Henceforth, an inclusive cost and time model developed by Priarone et al. [39] is adopted in this study to investigate the economics of EBM fabricated cranial implants (with supports and without supports). The main driving factors considered in this study are the material consumption, build time and the total cost involved in building the implants. The implemented cost model to estimate the building cost (CBuild) involves the material cost as well as the energy consumption cost as presented in Equation (1). As shown in Equation (2), the material cost is made up of the price and the consumption of material for each build whereas the energy consumption cost is associated with the cost of running the EBM machine while fabricating cranial implant.
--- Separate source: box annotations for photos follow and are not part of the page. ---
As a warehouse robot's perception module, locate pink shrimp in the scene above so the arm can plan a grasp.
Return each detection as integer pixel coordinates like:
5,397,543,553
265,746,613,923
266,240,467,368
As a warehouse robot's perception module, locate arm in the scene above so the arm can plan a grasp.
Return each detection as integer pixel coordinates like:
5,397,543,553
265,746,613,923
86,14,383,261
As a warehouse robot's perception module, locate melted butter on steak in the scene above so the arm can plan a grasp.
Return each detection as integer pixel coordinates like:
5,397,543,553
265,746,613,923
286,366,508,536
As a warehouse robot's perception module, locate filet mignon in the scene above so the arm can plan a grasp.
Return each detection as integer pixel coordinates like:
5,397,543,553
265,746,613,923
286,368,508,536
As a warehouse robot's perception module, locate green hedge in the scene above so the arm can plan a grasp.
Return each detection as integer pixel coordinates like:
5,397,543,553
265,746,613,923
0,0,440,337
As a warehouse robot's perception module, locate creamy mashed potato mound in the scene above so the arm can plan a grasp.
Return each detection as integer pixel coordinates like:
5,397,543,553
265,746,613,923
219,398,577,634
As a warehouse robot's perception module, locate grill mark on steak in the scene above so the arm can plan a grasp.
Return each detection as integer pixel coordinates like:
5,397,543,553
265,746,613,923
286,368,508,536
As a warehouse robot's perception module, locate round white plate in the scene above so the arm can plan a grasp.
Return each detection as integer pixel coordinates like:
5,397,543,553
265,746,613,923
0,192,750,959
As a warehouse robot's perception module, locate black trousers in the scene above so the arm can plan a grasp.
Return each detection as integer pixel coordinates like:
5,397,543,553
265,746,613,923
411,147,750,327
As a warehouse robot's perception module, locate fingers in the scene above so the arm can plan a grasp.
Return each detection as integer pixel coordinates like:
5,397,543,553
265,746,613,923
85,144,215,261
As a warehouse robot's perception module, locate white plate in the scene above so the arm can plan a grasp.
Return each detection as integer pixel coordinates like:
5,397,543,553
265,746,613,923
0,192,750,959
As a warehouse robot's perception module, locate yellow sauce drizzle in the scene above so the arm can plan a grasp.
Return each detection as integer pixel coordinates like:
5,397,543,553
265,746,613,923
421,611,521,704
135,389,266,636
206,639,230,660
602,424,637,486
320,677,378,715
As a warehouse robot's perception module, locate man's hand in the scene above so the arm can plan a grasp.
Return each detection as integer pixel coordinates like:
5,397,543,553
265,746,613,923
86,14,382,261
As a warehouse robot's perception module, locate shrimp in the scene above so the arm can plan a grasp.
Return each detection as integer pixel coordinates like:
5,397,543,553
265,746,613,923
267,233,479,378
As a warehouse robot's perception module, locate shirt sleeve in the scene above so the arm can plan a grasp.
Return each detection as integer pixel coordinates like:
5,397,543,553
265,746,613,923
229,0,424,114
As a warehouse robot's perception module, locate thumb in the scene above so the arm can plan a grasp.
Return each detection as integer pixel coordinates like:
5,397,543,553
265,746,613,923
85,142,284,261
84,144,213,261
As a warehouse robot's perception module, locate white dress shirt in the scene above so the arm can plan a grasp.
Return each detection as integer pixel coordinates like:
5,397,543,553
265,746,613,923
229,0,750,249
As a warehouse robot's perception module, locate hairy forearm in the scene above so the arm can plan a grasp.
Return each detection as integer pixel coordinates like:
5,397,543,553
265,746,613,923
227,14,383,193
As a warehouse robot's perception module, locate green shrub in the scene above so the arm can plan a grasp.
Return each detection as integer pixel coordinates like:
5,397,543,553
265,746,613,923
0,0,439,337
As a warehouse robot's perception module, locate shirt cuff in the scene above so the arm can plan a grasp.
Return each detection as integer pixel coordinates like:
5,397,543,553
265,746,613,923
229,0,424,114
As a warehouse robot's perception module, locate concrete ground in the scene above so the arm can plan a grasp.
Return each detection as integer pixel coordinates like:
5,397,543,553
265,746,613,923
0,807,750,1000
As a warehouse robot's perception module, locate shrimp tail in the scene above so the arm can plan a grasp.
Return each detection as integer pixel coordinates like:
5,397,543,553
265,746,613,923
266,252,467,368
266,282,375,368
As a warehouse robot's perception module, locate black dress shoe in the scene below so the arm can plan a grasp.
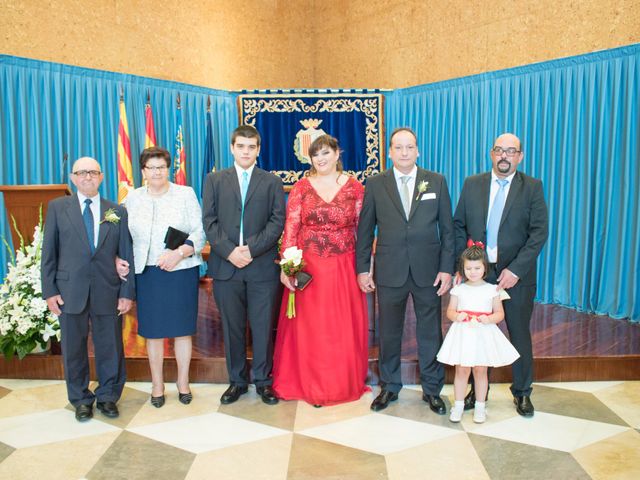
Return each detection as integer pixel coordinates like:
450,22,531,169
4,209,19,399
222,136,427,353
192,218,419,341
220,385,249,405
371,389,398,412
422,393,447,415
96,402,120,418
176,383,193,405
256,385,278,405
513,395,535,417
76,405,93,422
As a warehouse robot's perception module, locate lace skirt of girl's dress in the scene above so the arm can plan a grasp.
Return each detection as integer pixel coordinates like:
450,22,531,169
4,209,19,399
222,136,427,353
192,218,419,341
273,252,370,405
438,322,520,367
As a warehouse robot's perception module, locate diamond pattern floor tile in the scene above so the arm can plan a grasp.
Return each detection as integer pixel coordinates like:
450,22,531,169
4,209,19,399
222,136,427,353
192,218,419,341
572,430,640,479
0,408,119,448
186,433,293,480
532,385,628,427
385,432,489,480
128,413,289,453
87,431,195,480
0,382,69,418
468,433,589,480
299,413,457,455
287,434,388,480
0,430,121,480
474,412,629,452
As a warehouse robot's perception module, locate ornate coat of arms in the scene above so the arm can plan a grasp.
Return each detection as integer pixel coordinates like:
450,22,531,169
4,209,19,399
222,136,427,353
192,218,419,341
293,118,326,164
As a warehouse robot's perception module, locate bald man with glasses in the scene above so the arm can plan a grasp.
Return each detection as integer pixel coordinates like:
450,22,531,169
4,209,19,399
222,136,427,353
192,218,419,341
453,133,548,417
41,157,135,422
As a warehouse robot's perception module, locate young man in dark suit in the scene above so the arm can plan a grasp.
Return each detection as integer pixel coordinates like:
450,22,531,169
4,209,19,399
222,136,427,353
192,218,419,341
41,157,135,422
454,133,548,417
203,125,285,405
356,128,454,415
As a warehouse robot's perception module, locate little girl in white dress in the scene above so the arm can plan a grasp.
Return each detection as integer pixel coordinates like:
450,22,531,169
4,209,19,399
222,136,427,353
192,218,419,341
438,242,520,423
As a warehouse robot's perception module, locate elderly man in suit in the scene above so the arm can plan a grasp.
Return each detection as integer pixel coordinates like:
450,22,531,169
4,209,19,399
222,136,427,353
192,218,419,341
454,133,548,417
356,127,454,415
202,125,285,405
41,157,135,422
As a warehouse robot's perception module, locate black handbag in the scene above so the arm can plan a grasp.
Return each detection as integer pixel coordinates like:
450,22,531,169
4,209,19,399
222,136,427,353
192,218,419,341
164,227,189,250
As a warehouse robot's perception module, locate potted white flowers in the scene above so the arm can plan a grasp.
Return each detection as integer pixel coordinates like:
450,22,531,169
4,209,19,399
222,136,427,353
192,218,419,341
0,216,60,359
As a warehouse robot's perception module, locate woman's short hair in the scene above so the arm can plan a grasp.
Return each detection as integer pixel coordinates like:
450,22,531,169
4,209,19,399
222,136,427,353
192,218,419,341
458,245,489,280
309,134,343,175
140,147,171,170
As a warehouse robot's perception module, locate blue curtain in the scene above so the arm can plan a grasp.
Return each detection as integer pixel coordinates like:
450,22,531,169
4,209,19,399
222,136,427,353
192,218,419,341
386,45,640,322
0,45,640,322
0,55,238,278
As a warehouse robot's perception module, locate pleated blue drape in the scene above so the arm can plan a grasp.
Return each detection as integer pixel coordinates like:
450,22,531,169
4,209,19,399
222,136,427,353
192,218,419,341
386,45,640,322
0,55,238,278
0,45,640,322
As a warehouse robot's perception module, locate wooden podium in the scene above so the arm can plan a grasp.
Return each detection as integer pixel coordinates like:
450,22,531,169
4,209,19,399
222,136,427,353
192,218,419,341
0,184,71,250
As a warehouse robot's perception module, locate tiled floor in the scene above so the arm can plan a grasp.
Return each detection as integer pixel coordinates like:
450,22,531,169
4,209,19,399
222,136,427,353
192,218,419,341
0,380,640,480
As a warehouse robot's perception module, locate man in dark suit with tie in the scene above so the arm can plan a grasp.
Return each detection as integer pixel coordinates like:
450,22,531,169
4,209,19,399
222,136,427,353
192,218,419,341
356,128,454,415
202,125,285,405
454,133,548,417
41,157,135,422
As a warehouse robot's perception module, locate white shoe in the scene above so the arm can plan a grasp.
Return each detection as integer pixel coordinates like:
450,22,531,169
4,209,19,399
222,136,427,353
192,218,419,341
473,404,487,423
449,407,464,423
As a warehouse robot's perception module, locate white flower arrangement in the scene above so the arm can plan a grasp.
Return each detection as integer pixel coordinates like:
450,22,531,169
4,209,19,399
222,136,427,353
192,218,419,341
100,208,120,225
416,180,429,200
0,212,60,359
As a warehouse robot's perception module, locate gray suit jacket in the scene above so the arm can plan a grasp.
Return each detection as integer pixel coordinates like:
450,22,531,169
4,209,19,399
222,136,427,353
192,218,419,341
202,167,285,280
41,194,135,315
356,168,454,287
453,172,549,285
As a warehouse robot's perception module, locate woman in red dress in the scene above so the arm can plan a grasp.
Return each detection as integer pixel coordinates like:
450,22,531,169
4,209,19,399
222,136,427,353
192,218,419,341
273,135,370,406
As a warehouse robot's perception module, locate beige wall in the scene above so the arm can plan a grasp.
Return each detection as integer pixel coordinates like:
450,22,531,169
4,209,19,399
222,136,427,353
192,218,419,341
0,0,640,90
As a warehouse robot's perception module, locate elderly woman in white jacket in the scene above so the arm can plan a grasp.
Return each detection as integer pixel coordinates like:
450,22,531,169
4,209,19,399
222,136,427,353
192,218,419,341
123,147,205,408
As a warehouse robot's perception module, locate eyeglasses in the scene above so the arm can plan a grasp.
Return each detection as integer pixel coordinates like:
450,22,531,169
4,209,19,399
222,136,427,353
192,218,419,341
491,147,520,157
72,170,102,178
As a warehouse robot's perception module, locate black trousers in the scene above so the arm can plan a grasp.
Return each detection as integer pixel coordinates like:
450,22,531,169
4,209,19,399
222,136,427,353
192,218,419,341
377,275,444,395
60,301,127,407
213,270,281,387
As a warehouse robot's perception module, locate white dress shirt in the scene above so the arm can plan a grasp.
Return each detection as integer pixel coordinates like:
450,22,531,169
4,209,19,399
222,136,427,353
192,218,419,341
233,162,256,245
78,192,102,248
393,165,418,210
488,170,516,263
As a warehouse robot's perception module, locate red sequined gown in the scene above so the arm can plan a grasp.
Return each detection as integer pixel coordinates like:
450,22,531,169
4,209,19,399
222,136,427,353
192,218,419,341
273,178,369,405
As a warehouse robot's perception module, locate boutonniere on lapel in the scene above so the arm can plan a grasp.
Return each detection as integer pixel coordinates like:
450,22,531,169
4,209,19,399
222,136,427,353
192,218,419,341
416,180,429,200
100,208,120,225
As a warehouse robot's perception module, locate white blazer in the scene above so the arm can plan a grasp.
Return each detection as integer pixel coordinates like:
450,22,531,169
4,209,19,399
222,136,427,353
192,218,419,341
125,183,205,273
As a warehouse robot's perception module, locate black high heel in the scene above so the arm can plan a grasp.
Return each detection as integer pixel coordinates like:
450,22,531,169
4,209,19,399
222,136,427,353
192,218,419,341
176,383,193,405
150,395,164,408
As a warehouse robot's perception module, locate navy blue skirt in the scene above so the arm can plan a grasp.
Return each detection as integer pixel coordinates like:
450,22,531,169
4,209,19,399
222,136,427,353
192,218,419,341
136,266,199,338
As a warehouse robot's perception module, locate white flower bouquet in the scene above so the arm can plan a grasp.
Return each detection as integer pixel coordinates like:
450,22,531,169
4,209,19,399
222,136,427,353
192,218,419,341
280,247,304,318
0,215,60,359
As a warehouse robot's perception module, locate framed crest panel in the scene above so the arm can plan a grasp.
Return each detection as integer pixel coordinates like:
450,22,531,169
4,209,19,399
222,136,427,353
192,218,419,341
238,91,384,187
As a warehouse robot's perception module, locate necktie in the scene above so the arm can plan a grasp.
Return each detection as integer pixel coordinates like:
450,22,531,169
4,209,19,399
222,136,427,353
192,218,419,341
487,179,508,248
82,198,96,253
240,172,249,245
400,175,411,220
Other cost factors such as EBM ownership cost and EBM maintenance cost are not considered, as they remain constant for both cranial implants with and without supports.
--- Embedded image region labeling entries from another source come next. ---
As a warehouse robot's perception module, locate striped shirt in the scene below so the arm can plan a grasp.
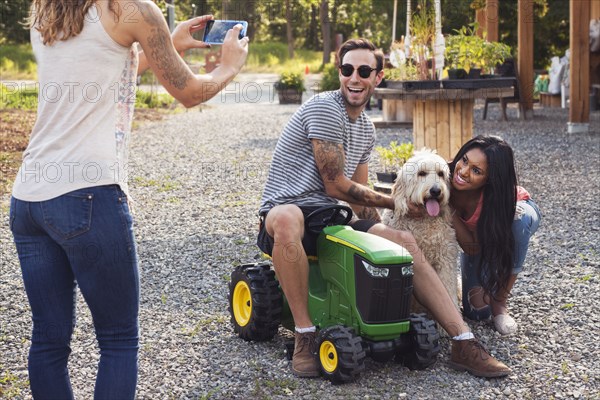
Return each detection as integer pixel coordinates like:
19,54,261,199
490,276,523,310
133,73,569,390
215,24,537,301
259,90,375,214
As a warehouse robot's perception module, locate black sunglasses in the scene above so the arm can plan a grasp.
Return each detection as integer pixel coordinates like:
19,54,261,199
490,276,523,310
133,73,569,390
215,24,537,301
340,64,377,79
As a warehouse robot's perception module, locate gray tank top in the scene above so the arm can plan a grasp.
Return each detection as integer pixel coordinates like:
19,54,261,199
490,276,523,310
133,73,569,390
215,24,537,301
12,6,138,201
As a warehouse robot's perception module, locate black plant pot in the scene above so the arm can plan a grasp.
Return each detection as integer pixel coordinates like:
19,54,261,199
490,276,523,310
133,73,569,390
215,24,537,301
375,172,398,183
468,68,481,79
448,68,467,79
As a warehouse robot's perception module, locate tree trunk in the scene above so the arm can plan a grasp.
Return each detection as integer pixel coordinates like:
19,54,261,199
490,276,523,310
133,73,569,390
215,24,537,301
306,4,321,50
240,0,258,42
320,0,331,65
285,0,294,60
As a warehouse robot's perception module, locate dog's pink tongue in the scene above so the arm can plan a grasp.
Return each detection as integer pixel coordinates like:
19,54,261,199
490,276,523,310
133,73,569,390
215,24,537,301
425,199,440,217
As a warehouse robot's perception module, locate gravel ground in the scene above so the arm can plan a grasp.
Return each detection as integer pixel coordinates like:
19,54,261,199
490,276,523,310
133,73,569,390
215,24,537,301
0,97,600,399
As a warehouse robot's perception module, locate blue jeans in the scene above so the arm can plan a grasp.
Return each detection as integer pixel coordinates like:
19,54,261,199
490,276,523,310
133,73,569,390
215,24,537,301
10,185,139,400
460,200,541,320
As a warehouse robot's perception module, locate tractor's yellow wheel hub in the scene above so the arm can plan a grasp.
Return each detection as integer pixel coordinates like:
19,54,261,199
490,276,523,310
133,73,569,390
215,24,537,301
319,340,338,374
231,281,252,326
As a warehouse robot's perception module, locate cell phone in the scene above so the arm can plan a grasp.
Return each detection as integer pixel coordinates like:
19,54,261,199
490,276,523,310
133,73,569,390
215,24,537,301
202,19,248,45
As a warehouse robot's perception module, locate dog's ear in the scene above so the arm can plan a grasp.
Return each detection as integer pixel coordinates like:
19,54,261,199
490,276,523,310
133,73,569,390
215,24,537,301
392,168,408,216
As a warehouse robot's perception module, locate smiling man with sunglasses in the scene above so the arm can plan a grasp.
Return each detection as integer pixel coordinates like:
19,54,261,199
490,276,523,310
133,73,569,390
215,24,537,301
257,39,510,377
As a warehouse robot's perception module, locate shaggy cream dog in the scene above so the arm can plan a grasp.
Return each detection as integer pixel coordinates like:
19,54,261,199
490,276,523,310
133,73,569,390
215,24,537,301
382,149,459,312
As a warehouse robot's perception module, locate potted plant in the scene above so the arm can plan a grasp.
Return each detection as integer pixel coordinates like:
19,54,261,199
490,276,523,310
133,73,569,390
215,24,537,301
375,141,414,183
445,23,486,79
385,0,440,90
410,0,435,80
384,38,419,89
274,71,305,104
482,41,512,75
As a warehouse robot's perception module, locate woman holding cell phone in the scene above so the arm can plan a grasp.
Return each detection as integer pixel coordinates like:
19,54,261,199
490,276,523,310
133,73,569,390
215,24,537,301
9,0,248,399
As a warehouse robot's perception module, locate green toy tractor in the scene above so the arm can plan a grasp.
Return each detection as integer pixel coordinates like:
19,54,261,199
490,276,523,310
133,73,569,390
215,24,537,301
229,205,440,383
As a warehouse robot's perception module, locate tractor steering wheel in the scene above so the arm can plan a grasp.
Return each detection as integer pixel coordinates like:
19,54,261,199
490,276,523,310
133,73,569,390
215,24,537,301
304,204,352,235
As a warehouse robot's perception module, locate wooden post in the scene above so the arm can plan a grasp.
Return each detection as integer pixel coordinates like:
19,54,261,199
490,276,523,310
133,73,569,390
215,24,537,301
475,0,498,42
590,0,600,19
475,8,488,39
485,0,499,42
568,0,591,133
413,99,474,160
517,0,536,119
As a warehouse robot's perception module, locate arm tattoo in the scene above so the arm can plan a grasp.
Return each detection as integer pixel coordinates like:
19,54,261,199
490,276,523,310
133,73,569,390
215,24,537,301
348,183,382,204
140,4,189,90
315,140,344,182
356,207,381,222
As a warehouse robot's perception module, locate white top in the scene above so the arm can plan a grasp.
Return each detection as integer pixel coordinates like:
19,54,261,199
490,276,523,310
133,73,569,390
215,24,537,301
12,6,138,201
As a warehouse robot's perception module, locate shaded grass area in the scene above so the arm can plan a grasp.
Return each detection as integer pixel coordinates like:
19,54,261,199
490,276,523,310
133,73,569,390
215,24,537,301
0,42,328,83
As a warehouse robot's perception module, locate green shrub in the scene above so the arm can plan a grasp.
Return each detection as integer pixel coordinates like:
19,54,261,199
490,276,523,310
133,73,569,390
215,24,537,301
0,84,38,110
275,71,304,92
375,140,414,171
135,90,175,108
0,44,37,80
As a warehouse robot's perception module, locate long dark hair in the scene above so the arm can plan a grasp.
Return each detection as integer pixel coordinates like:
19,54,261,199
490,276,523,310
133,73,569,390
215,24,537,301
27,0,120,45
450,136,517,296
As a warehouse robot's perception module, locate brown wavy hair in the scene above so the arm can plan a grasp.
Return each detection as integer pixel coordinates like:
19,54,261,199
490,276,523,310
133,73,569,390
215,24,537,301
27,0,118,45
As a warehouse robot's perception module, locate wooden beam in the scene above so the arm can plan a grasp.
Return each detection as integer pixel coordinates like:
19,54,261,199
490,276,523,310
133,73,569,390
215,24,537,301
569,0,591,124
517,0,536,119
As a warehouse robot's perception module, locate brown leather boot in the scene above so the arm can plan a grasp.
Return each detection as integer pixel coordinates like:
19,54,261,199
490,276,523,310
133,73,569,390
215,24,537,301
448,339,511,378
292,332,319,378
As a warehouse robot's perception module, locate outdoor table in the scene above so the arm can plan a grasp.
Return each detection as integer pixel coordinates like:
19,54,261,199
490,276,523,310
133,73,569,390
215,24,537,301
374,78,516,160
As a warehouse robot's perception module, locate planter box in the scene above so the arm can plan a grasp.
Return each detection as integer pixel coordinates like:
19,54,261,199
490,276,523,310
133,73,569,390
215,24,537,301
386,81,440,90
442,78,516,89
277,89,302,104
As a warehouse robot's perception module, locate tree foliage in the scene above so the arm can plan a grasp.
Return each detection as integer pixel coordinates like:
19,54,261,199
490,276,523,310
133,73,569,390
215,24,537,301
0,0,569,68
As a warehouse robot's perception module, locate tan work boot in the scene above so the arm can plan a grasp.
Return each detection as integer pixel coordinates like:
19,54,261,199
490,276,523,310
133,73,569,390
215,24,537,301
448,339,511,378
292,332,319,378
CBuild = Material cost + Energy consumption cost
CBuild = [(MConsumption × CRaw) + (TFabrication × EBuild × PEnergy)]
where,
TFabrication: EBM implant fabrication time.
MConsumption: Material consumption for the cranial implant in grams.
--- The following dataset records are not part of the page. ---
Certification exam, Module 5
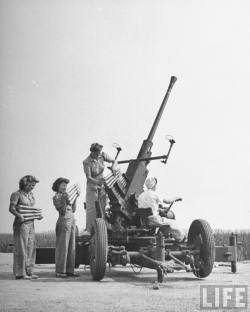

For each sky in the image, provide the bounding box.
[0,0,250,232]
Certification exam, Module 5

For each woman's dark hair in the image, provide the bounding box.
[52,178,69,192]
[89,143,103,152]
[19,175,39,191]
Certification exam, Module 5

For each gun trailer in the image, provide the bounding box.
[36,76,235,282]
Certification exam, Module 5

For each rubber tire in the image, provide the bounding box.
[89,218,108,281]
[188,219,215,278]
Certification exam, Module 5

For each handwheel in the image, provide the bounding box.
[188,219,215,278]
[89,218,108,281]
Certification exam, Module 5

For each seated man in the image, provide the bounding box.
[138,177,184,241]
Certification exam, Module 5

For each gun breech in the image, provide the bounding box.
[118,155,167,164]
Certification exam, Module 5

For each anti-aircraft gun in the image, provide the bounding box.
[78,76,215,282]
[36,77,215,282]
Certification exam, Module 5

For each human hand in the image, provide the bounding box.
[97,178,106,186]
[173,196,182,202]
[17,215,25,223]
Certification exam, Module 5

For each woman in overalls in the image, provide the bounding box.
[83,143,117,235]
[9,175,42,279]
[52,178,79,278]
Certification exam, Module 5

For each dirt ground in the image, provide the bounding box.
[0,253,250,312]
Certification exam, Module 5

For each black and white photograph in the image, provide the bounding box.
[0,0,250,312]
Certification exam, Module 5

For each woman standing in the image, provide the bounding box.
[83,143,117,234]
[52,178,79,277]
[9,175,42,279]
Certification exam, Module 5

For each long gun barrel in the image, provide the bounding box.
[126,76,177,199]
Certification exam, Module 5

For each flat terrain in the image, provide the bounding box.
[0,253,250,312]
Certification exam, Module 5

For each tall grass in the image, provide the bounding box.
[214,230,250,261]
[0,231,56,252]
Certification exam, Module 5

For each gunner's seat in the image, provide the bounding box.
[136,207,156,228]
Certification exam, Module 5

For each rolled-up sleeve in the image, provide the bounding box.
[10,192,19,206]
[83,161,90,176]
[53,194,68,215]
[102,152,115,162]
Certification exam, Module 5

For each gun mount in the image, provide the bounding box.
[37,76,215,282]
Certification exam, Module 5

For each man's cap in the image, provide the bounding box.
[145,177,157,189]
[52,178,69,192]
[22,174,39,183]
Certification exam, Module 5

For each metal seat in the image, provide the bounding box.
[136,207,155,228]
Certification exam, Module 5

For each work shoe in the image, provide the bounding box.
[66,273,80,277]
[56,273,67,278]
[82,230,91,236]
[29,274,39,279]
[16,275,31,280]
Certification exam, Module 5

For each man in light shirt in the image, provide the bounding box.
[138,177,184,241]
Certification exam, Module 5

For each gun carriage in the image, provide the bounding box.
[73,76,215,282]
CRaw: Cost of the raw material (Ti6Al4V ELI) measured in $/gram.
EBuild: Energy consumption for the fabrication of cranial implant.
PEnergy: Price of energy consumption (Electricity cost for EBM process), measured in $/KWh.
BHours: Build time for the fabrication of cranial implant measured in hh:mm and simplified to hours for multiplication.
PPTime: Time taken for post-processing the cranial implant in hh:mm and simplified to hours for multiplication.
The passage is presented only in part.